My local group introduced me to the South Carolina Writers’ Association. From the upstate to the coast and everywhere in-between, the organization has chapters with writers like the ones in my sweet hometown of Camden. Being a part of these groups opened up a whole new world of links to others who are also trying to improve their writing and encourage others to do the same.
At the SCWA annual conference in Pawleys Island this past October, I took copious notes and am still reading through them and finding gems like the three below.

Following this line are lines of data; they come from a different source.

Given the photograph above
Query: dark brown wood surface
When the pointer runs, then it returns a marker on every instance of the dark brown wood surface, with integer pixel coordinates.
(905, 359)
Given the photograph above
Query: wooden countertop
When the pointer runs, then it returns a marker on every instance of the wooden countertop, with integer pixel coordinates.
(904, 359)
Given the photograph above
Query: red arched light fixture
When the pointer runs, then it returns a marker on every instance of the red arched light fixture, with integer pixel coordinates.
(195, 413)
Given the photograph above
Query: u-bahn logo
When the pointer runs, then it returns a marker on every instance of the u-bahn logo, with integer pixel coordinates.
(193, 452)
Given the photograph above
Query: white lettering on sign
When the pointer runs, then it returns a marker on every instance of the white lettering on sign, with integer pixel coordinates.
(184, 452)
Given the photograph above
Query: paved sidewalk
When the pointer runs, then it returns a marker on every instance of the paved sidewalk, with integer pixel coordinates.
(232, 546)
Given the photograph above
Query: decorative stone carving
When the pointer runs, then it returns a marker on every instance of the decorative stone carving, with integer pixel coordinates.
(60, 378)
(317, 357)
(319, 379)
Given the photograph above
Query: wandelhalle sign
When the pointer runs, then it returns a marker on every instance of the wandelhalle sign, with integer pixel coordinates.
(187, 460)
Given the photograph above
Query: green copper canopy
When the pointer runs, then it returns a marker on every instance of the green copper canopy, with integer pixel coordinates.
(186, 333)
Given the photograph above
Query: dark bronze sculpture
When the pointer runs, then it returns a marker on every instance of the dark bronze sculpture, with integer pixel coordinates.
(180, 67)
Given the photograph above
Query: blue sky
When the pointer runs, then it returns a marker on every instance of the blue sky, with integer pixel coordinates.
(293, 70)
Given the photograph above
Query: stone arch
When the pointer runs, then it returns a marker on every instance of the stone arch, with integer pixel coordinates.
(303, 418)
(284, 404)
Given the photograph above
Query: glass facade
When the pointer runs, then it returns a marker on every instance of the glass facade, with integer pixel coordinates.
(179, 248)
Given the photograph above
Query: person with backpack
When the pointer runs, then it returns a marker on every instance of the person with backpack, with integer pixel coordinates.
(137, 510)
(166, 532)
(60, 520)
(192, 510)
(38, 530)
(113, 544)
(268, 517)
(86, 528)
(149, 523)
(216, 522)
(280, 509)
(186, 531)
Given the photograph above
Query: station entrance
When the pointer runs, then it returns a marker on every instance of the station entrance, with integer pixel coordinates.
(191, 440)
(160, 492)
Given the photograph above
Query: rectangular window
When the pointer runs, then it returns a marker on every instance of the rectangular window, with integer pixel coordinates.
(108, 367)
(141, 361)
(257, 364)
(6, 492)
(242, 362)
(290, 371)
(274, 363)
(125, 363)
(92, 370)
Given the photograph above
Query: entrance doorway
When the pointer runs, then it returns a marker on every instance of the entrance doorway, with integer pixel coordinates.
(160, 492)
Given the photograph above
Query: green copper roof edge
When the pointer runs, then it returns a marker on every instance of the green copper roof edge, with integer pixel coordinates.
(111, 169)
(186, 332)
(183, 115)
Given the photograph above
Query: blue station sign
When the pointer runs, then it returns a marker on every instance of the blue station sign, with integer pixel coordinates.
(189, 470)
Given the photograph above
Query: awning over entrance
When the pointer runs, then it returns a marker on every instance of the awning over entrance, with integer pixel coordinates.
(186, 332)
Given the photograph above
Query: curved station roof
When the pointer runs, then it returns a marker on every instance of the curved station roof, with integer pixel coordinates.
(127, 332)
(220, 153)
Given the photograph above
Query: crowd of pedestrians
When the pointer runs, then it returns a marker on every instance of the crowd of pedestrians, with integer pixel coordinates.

Don’t compare yourself to others. This is a hard one for me. I’ve often been overheard saying, “She (or he) is the best writer in the group. I can never write like her.” That might be true, and yet so what? I can admire and learn from others, but I have my own voice that I can fine tune. I don’t need to change that voice to fit into a mold. For instance, one person in my group has the remarkable ability to “kill the darlings” without qualms while I hesitate mightily on striking through what might be unnecessary words.
Not everyone will love your work. Everyone in our group has different interests, genres, and experience. Religion, science fiction, abuse, family connections, ghosts, history, and memoir are but a few of our recent topics. As members of the group, we all understand the importance to read and critique one another’s work. While I don’t “get” science fiction, I plow through it, and as a consequence, imaginary worlds have materialized. Same with poetry. I have the utmost respect for poets but feel paralyzed and anxious when confronted with a poem to critique. Still, I persist. Do I need to say how much I appreciate the critiques of members who read my work and offer a few words even if it’s not their bailiwick?
Side note: I usually abide by the principle of not using fancified words in speech or writing, but I like bailiwick.
Persistence is more important than talent. One summer, a member of our group went to a Wildacres writing retreat and shared his experiences with us, all hungry for tips, magic formulas, and encouragement. Everyone gained from Douglas’ report, and what I remember most was something he told about a well-known North Carolina writer who once felt discouraged and a tad angry by something a professor had said about his work.
He soon realized that the professor was likely correct in his assessment and that he, the writer, had taken the class to improve the craft. If he got angry and quit every time someone said something he didn’t like, how could he develop? He did what everyone with a true vision does; he brushed off his shoulders and went to work.
A novelist, short story writer, and poet, the once discouraged student has written several books, one that’s been made into a movie. He had talent, but what if he’d given up? “Nothing in this world can take the place of persistence. Talent will not; nothing is more common than unsuccessful men with talent.” Calvin Coolidge
Sometimes I’m led to exactly what I need to be reminded of, and today I refuse to compare myself to anyone else, to remember that not everyone will like what I have to say, and to be persistent.